Cette intrication explique des expériences banales. Une odeur tenace sur les doigts — l'ail, l'oignon, le poisson — finit par « parfumer » tout ce qu'on porte à la bouche, parce que les arômes des mains se mêlent à la rétro-olfaction du repas ; nous y revenons dans notre guide sur l'odeur sur les mains. De même, ce qui rend un aliment appétissant ou repoussant tient surtout à ses molécules volatiles : leur nature, leur taille et leur volatilité, détaillées dans les molécules odorantes, décident du registre — fruité, grillé, rance ou putride.

Sources

  1. Shepherd, G. M. « Smell images and the flavour system in the human brain », Nature, vol. 444, 2006 — rôle dominant de l'olfaction rétronasale dans la perception de la flaveur.
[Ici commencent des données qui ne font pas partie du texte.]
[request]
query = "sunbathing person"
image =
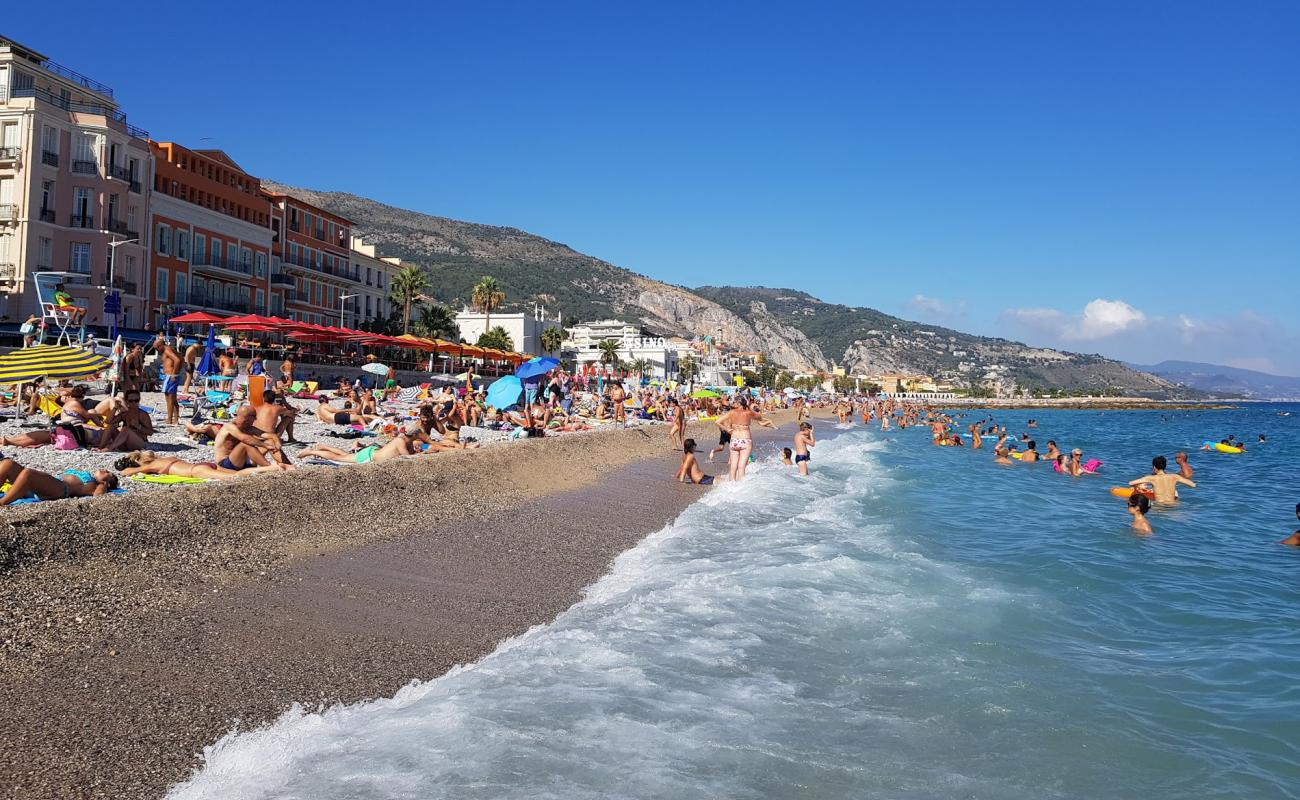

  2. Small, D. M. et al. « Differential neural responses evoked by orthonasal versus retronasal odorant perception in humans », Neuron, vol. 47, 2005 — distinction des voies orthonasale et rétronasale.
  3. Rozin, P. « "Taste-smell confusions" and the duality of the olfactory sense », Perception & Psychophysics, vol. 31, 1982 — capture spatiale de l'arôme attribué à la bouche.
  4. Repères de physiologie sensorielle : cinq saveurs (sucré, salé, acide, amer, umami) sur la langue ; estimation courante d'environ 80 % de la saveur attribuable à l'olfaction (manuels de neurosciences sensorielles, années 2000–2010).